09 ago 2017 . Actualizado a las 05:00 h.

La semana grande se me ha ido de las manos. Confieso que ando con la sensación de que acabo de aterrizar en un planeta muy, muy lejano, repleto de gente que me pregunta si está lejos María Pita, en el que hay más conciertos de los que puedo asimilar, más casetas de libros y cómics de las que recordaba, más gente en los bares de la que es posible atender, más chinchetas en las terrazas, más cartelitos en las oficinas anunciando horarios reducidos. Será que este año la ciudad se ha ido de rumba justo cuando yo volvía de vacaciones, y así, claro, no hay quien sobreviva. Menos mal que, en una especie de revelación mística, he descubierto que no hay nada que una tapa de ensaladilla no pueda arreglar. Hasta el estrés posvacacional y la festa rachada.

Caí del caballo hace dos noches, pero no camino de Damasco, sino en el Culuca, delante de la perfecta ensaladilla, versión número uno. A ver quién va a discutir una tapa con premio Picadillo. Fresquita y suave, ligera, de esas que casi necesitan más una cuchara que un tenedor.

Disfrutando de la cena, me di cuenta de que ya hace una semana, otra ensaladilla me había salvado la vida. Recién apeada de un interminable viaje en bus por toda la comarca, con esa sensación de que el suelo se mueve y nadie más parece darse cuenta, me dejé caer literalmente en una silla del Castilla para tratar de recuperar la estabilidad. La física y la emocional, claro, de la mano de otra tapa. De las de toda la vida, de las que sí necesitan tenedor, en la versión número dos de la perfecta ensaladilla, Contundente, completa, con todos esos ingredientes que debe llevar una receta para que le guste a todo el mundo.

Seguro que cada coruñés tiene su ensaladilla perfecta y argumentos propios de un chef con estrella Michelin para defenderla. Y que si hacemos una encuesta nos salen una docena más de tapas que no se pueden dejar escapar. A mí aún me queda la versión número tres, y la encontré hace unos meses en la antigua Jijonenca, metida en una pequeña tarterita roja. Y la versión número cuatro en una terraza anónima de Sada cuando empezaba el calor, convertida en la promesa de un buen tiempo que no acaba de llegar. Y tengo en la lista de ensaladillas por probar la del Abuín, que me chivan en redacción que merece la pena la visita.

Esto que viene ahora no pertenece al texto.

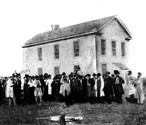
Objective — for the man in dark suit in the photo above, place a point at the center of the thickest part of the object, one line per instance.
(108, 87)
(118, 88)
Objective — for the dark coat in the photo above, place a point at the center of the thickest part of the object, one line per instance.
(118, 88)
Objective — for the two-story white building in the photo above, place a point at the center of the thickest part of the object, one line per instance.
(96, 46)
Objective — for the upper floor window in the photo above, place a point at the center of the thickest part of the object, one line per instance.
(123, 49)
(56, 70)
(114, 48)
(103, 47)
(40, 71)
(56, 51)
(40, 53)
(76, 48)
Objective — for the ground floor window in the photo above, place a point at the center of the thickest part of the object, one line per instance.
(56, 70)
(40, 71)
(76, 68)
(104, 68)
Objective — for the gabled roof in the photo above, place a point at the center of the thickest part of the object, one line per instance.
(73, 31)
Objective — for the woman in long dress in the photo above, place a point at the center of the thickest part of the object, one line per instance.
(139, 89)
(10, 92)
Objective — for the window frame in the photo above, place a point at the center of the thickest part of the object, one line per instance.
(103, 47)
(114, 52)
(40, 51)
(40, 71)
(76, 68)
(104, 70)
(56, 51)
(123, 49)
(56, 70)
(76, 48)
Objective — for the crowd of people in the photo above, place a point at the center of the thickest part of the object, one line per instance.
(72, 88)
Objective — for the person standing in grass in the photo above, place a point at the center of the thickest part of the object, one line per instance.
(118, 89)
(38, 91)
(9, 91)
(139, 88)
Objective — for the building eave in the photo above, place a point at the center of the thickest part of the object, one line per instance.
(58, 39)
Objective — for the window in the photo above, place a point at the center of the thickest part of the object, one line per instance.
(114, 48)
(103, 47)
(56, 70)
(76, 48)
(56, 51)
(104, 68)
(40, 53)
(123, 49)
(40, 71)
(76, 67)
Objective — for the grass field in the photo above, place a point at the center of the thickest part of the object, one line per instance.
(93, 114)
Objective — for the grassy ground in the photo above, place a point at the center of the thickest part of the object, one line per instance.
(93, 114)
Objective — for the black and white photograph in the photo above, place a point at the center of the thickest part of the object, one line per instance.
(72, 62)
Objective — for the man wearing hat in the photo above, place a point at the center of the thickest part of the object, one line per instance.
(108, 87)
(139, 88)
(118, 89)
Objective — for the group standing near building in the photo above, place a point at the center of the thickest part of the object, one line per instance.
(72, 88)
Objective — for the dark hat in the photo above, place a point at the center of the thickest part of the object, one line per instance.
(88, 75)
(63, 73)
(130, 72)
(93, 74)
(139, 73)
(116, 72)
(107, 72)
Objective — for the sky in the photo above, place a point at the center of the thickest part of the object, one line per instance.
(20, 20)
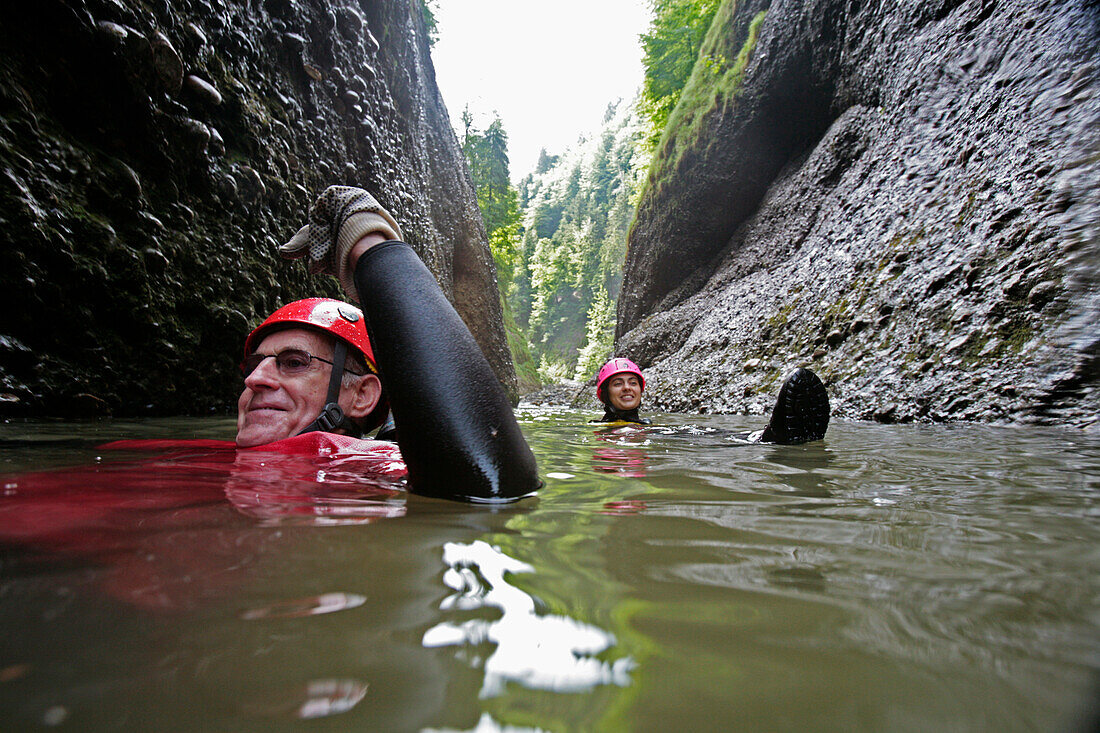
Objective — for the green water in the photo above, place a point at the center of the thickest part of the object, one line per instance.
(889, 578)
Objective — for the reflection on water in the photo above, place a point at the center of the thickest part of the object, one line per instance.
(889, 578)
(539, 652)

Si para Isabel Allende el arroz con leche era una especie de consuelo espiritual, a las ensaladillas locales les pasa lo mismo. Que te pides una tapa en cualquier bar y te descubres reconvertida en Proust, pero sin bigote, paladeando ese sabor a verano, a fiambrera, a excursión del colegio, a domingo en casa de tus padres, a fiesta de guardar.